Now I have a little better idea about your circuit. Your analog circuit is not high speed as you only use SPI bus. I don't think you need to split into two boards. You still have digital on the analog as you have the SPI interface.
But if that's what you want, read my original post again. It is the proximity that is very important. Digital return current on the ground plane stay closely under the trace, so make sure you have all the digital signals stay clear of the analog circuit. Have the analog input and circuit on one side of the board, all the digital circuit on the other side, the SPI come out on the side of the digital circuit.
I take that you plug the small analog board onto the digital board by a connector.
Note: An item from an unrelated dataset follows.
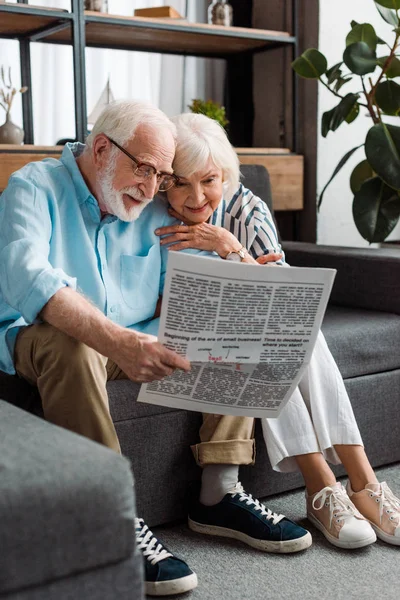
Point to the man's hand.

Make sure you have plenty of ground pins, each pin accompanies one signal of the SPI. You don't need to add any more ground connection after that. So you have input analog signal and ground, going through the analog board, then ground connects through the SPI connector to the digital board.
Again, you don't need to split board. I pack dense surface mount mixed signal circuits together all the time. I worked with very low level signals of uV range. On very sensitive circuit, I use 6 layer boards, I have two ground layers and put the split power plane sandwiched between the two ground layers so I don't have to worry about the split power plane. The two ground planes are continuous, no splitting. My last design was a mixed signal board with 16 channel 400MHz bandwidth each with gain of about 50 to 100. Converting into pulses by comparators and feed into FIFO so slow down the read out speed. All in a 12"X10" board.
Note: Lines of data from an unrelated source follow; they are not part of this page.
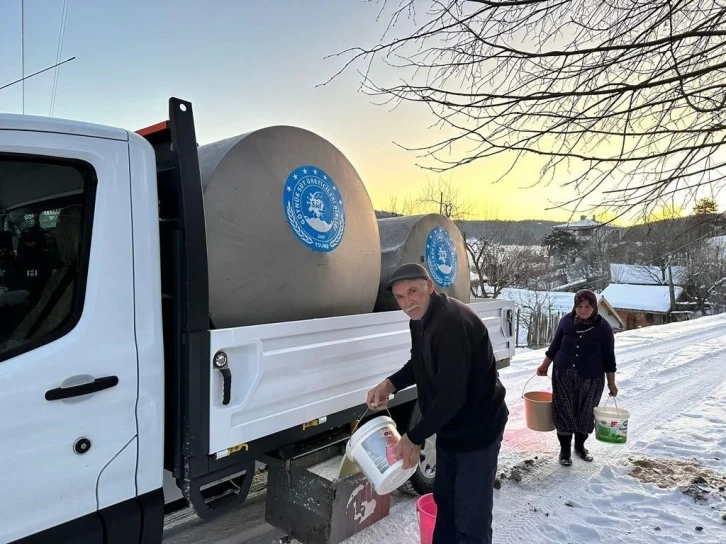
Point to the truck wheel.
(422, 480)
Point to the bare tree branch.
(622, 97)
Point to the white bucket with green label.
(611, 424)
Lastly and most important.............Are you an engineer or pcb designer? If you are pcb designer, let the engineer make the decision. It's really not your problem, let the engineer decide and it'll be his responsibility. I am talking to you as an engineer and I make my decision and I am responsible 100% for my board. As a pcb designer, you are not responsible for this. I am not a pcb designer, I just layout my own boards as it is not efficient to work with a pcb designer in very critical mixed signal boards. AND ultimately, I am 100% responsible for the board.